First-year seminars enable entering students to work with faculty and other students in a small class; they provide closely supervised training in techniques of reasoning, writing, and research; and they foster an attitude of active participation in the educational process. First-year seminars carry course credit toward the baccalaureate degree and are offered only in the fall semester. Again, all first-year seminars fulfill the first-level writing requirement [W1], and they may also fulfill other General Education, major, or minor requirements. Usually a student’s first-year seminar instructor is also their academic advisor.

Pre-Major Academic Advising

The FYS instructor serves as a student’s first academic advisor (pre-major advisor) until the point of major declaration, which usually takes place between October and March of the student’s second year.
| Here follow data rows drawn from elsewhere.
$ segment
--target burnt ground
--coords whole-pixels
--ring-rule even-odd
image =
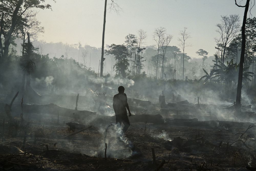
[[[255,163],[251,155],[256,141],[254,127],[240,137],[241,141],[231,144],[249,123],[167,118],[163,124],[131,123],[123,140],[108,140],[105,159],[104,133],[107,125],[93,125],[64,139],[73,132],[65,124],[68,118],[60,117],[58,123],[51,115],[38,120],[32,115],[24,115],[24,122],[29,120],[27,127],[10,128],[5,123],[0,170],[249,170],[245,167],[249,162],[252,166]],[[116,133],[111,129],[108,134]]]

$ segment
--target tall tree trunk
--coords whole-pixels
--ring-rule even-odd
[[[107,0],[105,0],[104,8],[104,19],[103,21],[103,31],[102,33],[102,45],[101,46],[101,58],[100,63],[100,74],[101,77],[103,75],[103,61],[104,61],[104,39],[105,37],[105,25],[106,24],[106,11],[107,8]]]
[[[226,46],[227,45],[225,45]],[[223,48],[223,55],[222,57],[222,63],[224,63],[224,62],[225,62],[225,53],[226,51],[226,47],[225,46],[224,46],[224,47]]]
[[[2,43],[2,35],[4,35],[4,13],[2,13],[1,20],[0,21],[0,58],[3,56],[3,44]]]
[[[238,79],[237,83],[237,97],[236,100],[236,107],[237,112],[241,112],[241,93],[242,92],[242,83],[243,81],[243,64],[244,61],[244,52],[245,50],[245,24],[246,22],[247,13],[249,8],[250,0],[247,0],[245,5],[244,14],[243,16],[243,25],[242,27],[242,49],[241,50],[241,56],[239,64],[239,71],[238,72]]]
[[[174,79],[176,79],[176,55],[174,55]]]
[[[184,42],[184,44],[185,44]],[[184,48],[183,48],[183,76],[182,77],[182,80],[184,80]]]
[[[163,55],[163,62],[162,63],[162,68],[161,69],[161,73],[160,74],[161,75],[161,78],[162,79],[164,75],[164,55]]]
[[[158,48],[157,49],[157,59],[156,62],[156,78],[157,79],[157,70],[158,69],[158,56],[159,55],[159,49]]]
[[[22,43],[22,57],[24,57],[24,45],[25,45],[25,33],[22,33],[23,34],[23,42]]]
[[[12,35],[15,26],[16,26],[16,21],[18,18],[18,13],[23,3],[23,0],[18,0],[16,4],[15,9],[13,12],[13,17],[12,19],[12,25],[10,29],[7,32],[6,37],[5,39],[4,43],[4,54],[3,55],[3,57],[4,59],[6,59],[8,56],[8,50],[10,44],[10,40]]]
[[[254,66],[254,52],[253,52],[253,56],[252,58],[252,72],[253,72],[253,67]],[[253,75],[254,74],[252,74],[252,84],[253,83]]]

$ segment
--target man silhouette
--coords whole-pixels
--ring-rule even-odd
[[[124,87],[120,86],[118,87],[119,93],[115,95],[113,98],[113,108],[115,113],[116,123],[119,123],[121,125],[122,122],[124,125],[123,128],[124,133],[130,126],[130,122],[127,116],[127,108],[129,112],[129,116],[132,115],[127,103],[127,97],[124,93]]]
The FYS instructor/pre-major advisor partners with students on their academic exploration, referring them to relevant resources as well as engaging with other members of their advising team, i.e., their student support advisor, when and if appropriate. 

Additional Info – FYS and Pre-Major Advising Portal

First-Year Experience (FYE) Workshops

FYE Workshops are 6 to 8 Lyceum-based workshops that usually include either short video-based content or a short article and a reflection activity. They are tethered to the student’s FYS, and are meant to provide all students with clear and consistent access to information on a range of topics that either strengthen academic skills or provide deeper dives into ideas initially explored during orientation or summer resources. Topics have included: time management, note taking, drafting essays, health and wellness resources, exploring equity, inclusion, and access, and deepening study skills.

They are grounded in the same set of 6 values that animate the entire FYE, and they encourage successful academic and social transition to College. The FYE workshops are anchored in narrative values structure as well as tethered to the FYS and spaced over the first Fall semester because they draw student development research that suggests comprehension increases when programs have thematic coherence and resonate with student needs, i.e., information is provided when it is most useful or applicable to their lives).

First-Year Centers (FYC) (Residence Life)

First Year Centers (FYCs) are small residential communities where first-year students are supported by a member of the Residence Life Staff known as a Junior Advisor (JA). FYCs are designed to foster inclusive spaces, to nurture authentic relationships, and to promote intentional living practices.

There are three kinds of FYCs. Most FYCs are located in larger residence halls with multiple class years where new students can interact with a cross-section of other class years and learn from the experiences of older peers. The Healthy Living communities of Clason House are substance-free and thrive without the presence of alcohol, tobacco, or other drugs. Finally, the First Year Houses, Milliken and Frye Houses, are home to FYCs where students live only with other first-year students and experience college together in close-knit and cozy communities.

Additional Info – First Year Centers

First-Year First Weekend (FYFW)

This is a collection of programs during the first weekend of the Fall semester after the start of classes. Programs are organized by campus partners including but not limited to the Office of Campus Life, Harward Center for Community Partnerships, Office of Intercultural Education, Multifaith Chaplaincy, and Center for Purposeful Work. These programs encourage further co-curricular exploration by students and opportunities to link the curricular and co-curricular, and they foster community-building across class years.